Knowing the difference between the two is key – and this therapist breaks down how to tell.
There’s a fine line between privacy and secrecy, and when it comes to relationships, this is an area where you’ll need to tread very carefully.
After all, no one needs to share absolutely every thought and feeling with their significant other – but when it comes to withholding information, that’s a whole other story.
One person addressing this is therapist Maria Sosa.
The Miami-based counsellor has taken to Instagram to share the difference between privacy and secrecy and just how it can impact your relationship.
“Privacy is having thoughts, feelings and experiences that are kept to yourself. Having space, time and activities that are not shared with others,” she says. Adding that “you’re motivated by individuality and autonomy that prevents you from having an enmeshed relationship”.
“However, secrecy is intentionally withholding information that is relevant to the relationship itself,” she says, and that revealing this information “may have potential implications for the relationship going forward”. She adds that secrecy is often motivated by fear and shame.
Sosa suggests that for those struggling to make a distinction between the two, there are two clear questions to ask yourself.
“Ask yourself would my partner feel angry or betrayed if they found out this information on their own? [And] am I breaking the trust that has been built in the relationship?”
Many took to the comments to share their thoughts on how privacy and secrecy can affect relationships.

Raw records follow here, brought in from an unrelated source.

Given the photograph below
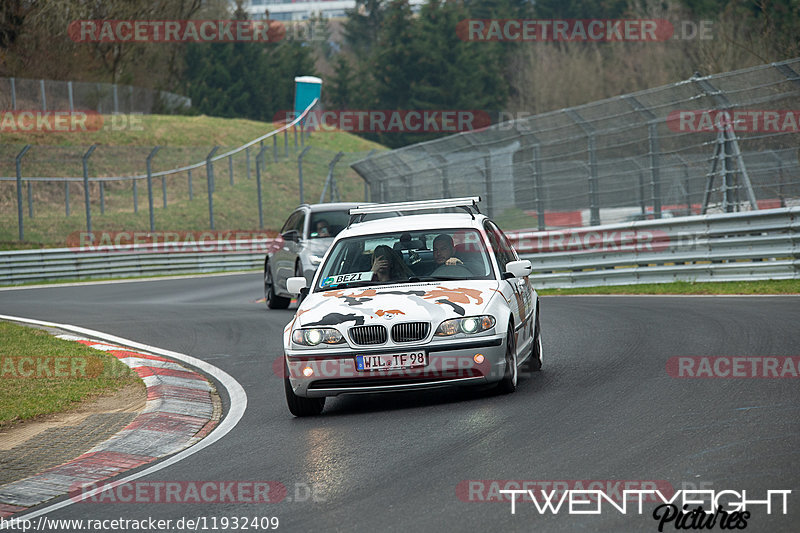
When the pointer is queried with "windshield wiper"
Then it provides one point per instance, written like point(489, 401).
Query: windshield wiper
point(349, 285)
point(435, 278)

“It’s so important to make the distinction and can save you a lot of time and heartache when the difference is clear,” one user said.
Another wrote: “Having privacy and respect for each other’s boundaries is clear in a relationship and is definitely different from withholding information that comes with secrecy. That to me is a major red flag and signifies something totally different and this post definitely makes it somewhat easier to identify the difference”.
“Privacy is motivated by our human need for autonomy and individuality. Secrecy is motivated by fear and shame,” Sosa captioned the post.
“You are not a ‘bad’ person for keeping secrets from others. It is, however, a great indicator that things need to be explored further. It’s often a symptom of a much more complex and deeply rooted problem.
“Also, as secrets may have consequences once they’re out in the open, take the time and support to work through it. Seek out help from a loved one, therapist or specialist”.